David Royston Bailey  (born 2 January 1938) is an English photographer and director, most widely known for his fashion photography and portraiture, and role in shaping the image of the Swinging Sixties.

Early life 
David Bailey was born at Whipps Cross University Hospital, Leytonstone,  to Herbert Bailey, a tailor's cutter, and his wife Gladys, a machinist. From the age of three he lived in East Ham.

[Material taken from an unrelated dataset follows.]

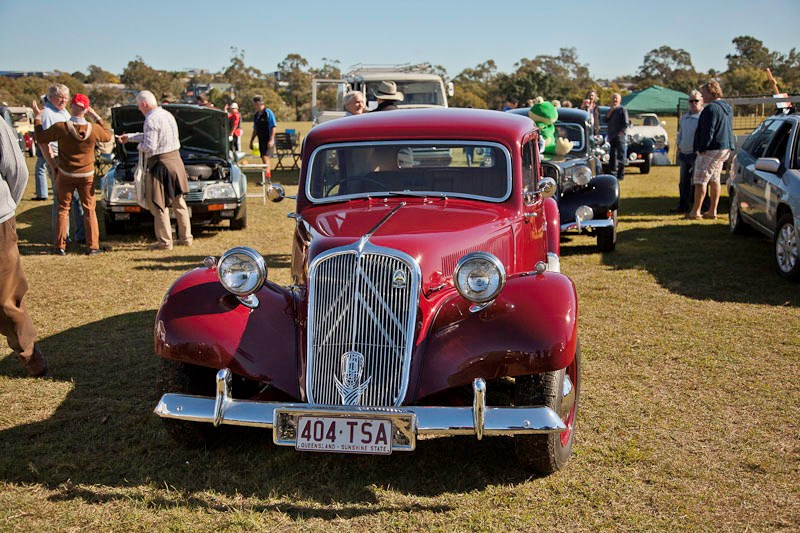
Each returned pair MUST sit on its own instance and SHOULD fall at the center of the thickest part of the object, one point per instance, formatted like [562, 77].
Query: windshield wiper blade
[419, 194]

Bailey developed a love of natural history, and this led him into photography. As he had undiagnosed dyslexia, he experienced problems at school. He attended a private school, Clark's College in Ilford, where he says they taught him less than the more basic council school. As well as dyslexia he also has the motor skill disorder dyspraxia (developmental coordination disorder).

In one school year, he claims he only attended 33 times. He left school on his fifteenth birthday, to become a copy boy at the Fleet Street offices of the Yorkshire Post. He raced through a series of dead end jobs, before his call up for National Service in 1956, serving with the Royal Air Force in Singapore in 1957. The appropriation of his trumpet forced him to consider other creative outlets, and he bought a Rolleiflex camera.

He was demobbed in August 1958, and determined to pursue a career in photography, he bought a Canon rangefinder camera. Unable to obtain a place at the London College of Printing because of his school record, he became a second assistant to David Ollins, in Charlotte Mews. He earned £3 10s (£3.50) a week, and acted as studio dogsbody. He was delighted to be called to an interview with photographer John French.

Professional career

In 1959, Bailey became a photographic assistant at the John French studio, and in May 1960, he was a photographer for John Cole's Studio Five, before being contracted as a fashion photographer for British Vogue magazine later that year. He also undertook a large amount of freelance work.

Along with Terence Donovan and Brian Duffy, Bailey captured and helped create the 'Swinging London' of the 1960s: a culture of fashion and celebrity chic. The three photographers socialised with actors, musicians and royalty, and found themselves elevated to celebrity status. Together, they were the first real celebrity photographers, named by Norman Parkinson "the Black Trinity".

The film Blowup (1966), directed by Michelangelo Antonioni, depicts the life of a London fashion photographer who is played by David Hemmings, whose character was inspired by Bailey. The "Swinging London" scene was aptly reflected in his Box of Pin-Ups (1964): a box of poster-prints of 1960s celebrities including Terence Stamp, The Beatles, Mick Jagger, Jean Shrimpton, P. J. Proby, Cecil Beaton, Rudolf Nureyev and East End gangsters, the Kray twins. The Box was an unusual and unique commercial release.  It reflected the changing status of the photographer that one could sell a collection of prints in this way. Strong objection to the presence of the Krays by fellow photographer, Lord Snowdon, was the major reason no American edition of the "Box" was released, and that a second British edition was not issued. The record sale for a copy of 'Box of Pin-Ups' is reported as "north of £20,000".

At Vogue Bailey was shooting covers within months, and, at the height of his productivity, he shot 800 pages of Vogue editorial in one year. Penelope Tree, a former girlfriend, described him as "the king lion on the Savannah: incredibly attractive, with a dangerous vibe. He was the electricity, the brightest, most powerful, most talented, most energetic force at the magazine".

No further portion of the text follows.